API Key Provisioning
Create API keys for a merchant so their developers can integrate with the Miracle PSP payment API. API keys authenticate every request the merchant's application makes to the platform.
How to Create Keys
Portal: Select the Merchant, then navigate to API Keys and select Create.
When you create a new API key, the system generates a key pair:
| Key | Prefix | Purpose |
|---|---|---|
| Secret key | sk_test_ or sk_live_ | Authenticates server-side API requests. Must be kept confidential. |
| Publishable key | pk_test_ or pk_live_ | Used in client-side code (e.g., payment forms). Safe to expose in frontend. |
| Client secret | cs_ | Session-scoped token for HPP and widget flows. Automatically generated when creating a CheckoutSession. Short-lived and bound to a single session — not created or managed manually. |
The secret key is shown only once at creation time. Copy it immediately and store it securely. It cannot be retrieved again after the creation dialog is closed.
The client secret is not created through the Portal. It is returned in the POST /v1/checkout-sessions response and is used by the payer's browser to authenticate requests within that checkout session.
Key Types
| Environment | Secret Key | Publishable Key | Purpose |
|---|---|---|---|
| Test | sk_test_... | pk_test_... | Sandbox transactions only. Use for integration development and testing. |
| Live | sk_live_... | pk_live_... | Production transactions. Only available after merchant status is live. |
Always start with test keys. Live keys should only be created and shared after the merchant has successfully tested their integration in sandbox mode.
Key Scope
API keys can be scoped to different levels of the entity hierarchy:
| Scope | Access | Use Case |
|---|---|---|
| Merchant-scoped | Operations for a single merchant only | Standard merchant integration — one key pair per merchant. |
| Tenant-scoped | Cross-merchant access within the tenant | Bulk operations, reporting, settlements, and administrative APIs that span multiple merchants. |
Merchant-scoped keys are the default. Tenant-scoped keys are created from the tenant-level API Keys page and should only be issued to the tenant's own engineering team, not to individual merchants.
Permission Restrictions
By default, an API key inherits the full permission set of its owner level (merchant or tenant). You can optionally restrict a key to a subset of permissions when creating it.

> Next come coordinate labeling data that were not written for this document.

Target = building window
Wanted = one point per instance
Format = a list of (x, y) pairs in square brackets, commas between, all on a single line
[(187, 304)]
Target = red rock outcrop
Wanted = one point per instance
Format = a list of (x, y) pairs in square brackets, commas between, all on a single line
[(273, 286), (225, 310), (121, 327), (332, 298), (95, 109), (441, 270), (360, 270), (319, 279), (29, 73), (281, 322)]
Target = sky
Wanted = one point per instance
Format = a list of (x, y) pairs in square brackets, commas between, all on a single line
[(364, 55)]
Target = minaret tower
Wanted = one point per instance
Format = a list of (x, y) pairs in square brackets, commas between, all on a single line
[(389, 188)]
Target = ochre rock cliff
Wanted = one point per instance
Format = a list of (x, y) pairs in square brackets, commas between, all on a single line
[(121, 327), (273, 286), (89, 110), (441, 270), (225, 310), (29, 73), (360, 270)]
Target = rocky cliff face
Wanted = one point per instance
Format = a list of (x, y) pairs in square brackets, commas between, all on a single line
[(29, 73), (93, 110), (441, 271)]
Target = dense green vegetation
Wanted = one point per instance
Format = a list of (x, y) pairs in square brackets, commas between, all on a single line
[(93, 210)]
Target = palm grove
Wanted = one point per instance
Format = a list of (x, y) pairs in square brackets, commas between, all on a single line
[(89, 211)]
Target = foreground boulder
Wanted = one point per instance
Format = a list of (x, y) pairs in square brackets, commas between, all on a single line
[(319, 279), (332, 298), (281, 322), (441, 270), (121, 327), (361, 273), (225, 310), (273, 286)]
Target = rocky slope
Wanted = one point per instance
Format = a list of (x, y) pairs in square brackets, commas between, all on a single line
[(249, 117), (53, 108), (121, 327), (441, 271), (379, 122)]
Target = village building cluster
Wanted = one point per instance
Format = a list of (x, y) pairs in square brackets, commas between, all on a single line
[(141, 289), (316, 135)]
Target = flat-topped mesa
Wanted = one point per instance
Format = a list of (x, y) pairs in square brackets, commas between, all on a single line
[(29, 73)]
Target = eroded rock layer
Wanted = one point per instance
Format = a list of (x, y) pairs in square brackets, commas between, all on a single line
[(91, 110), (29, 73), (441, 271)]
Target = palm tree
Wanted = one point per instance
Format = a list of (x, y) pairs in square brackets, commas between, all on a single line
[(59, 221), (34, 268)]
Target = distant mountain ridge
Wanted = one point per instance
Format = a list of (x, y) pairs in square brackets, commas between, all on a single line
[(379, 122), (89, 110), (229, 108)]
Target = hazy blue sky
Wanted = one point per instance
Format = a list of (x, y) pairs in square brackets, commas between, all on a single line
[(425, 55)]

Portal: When creating a key, expand Permission Restrictions and select only the permissions the key should have. If no restrictions are specified, the key has full access for its scope.
Examples of restricted keys:
- A key that can only create payments but not issue refunds
- A read-only key for reporting and transaction lookups
- A key limited to webhook management
Permission restrictions are immutable after creation. To change permissions, revoke the existing key and create a new one with the desired restrictions.
Sharing Keys with Merchant Developers
When providing API keys to a merchant's development team:
- Share the secret key through a secure channel — use a secrets manager, encrypted message, or secure file transfer. Never send secret keys over email or unencrypted chat.
- Share a link to the merchant documentation — point them to the integration guides so they can get started quickly.
- Recommend starting with test keys — the merchant should build and verify their integration in sandbox mode before switching to live keys.
Managing Keys
View Active Keys
Portal: Select the Merchant, then navigate to API Keys. You can see all active keys, their creation date, and last used timestamp. Note that only the key prefix is displayed — the full secret key is never shown after creation.
Rotate Keys
To rotate a key:
- Create a new key pair
- Update the merchant's application to use the new key
- Revoke the old key once the new one is confirmed working
This approach avoids downtime during the transition.
Revoke Keys
Portal: Select the key and choose Revoke. Revoked keys stop working immediately. Any API requests using a revoked key will receive an authentication error.
If a secret key is compromised, revoke it immediately and create a replacement.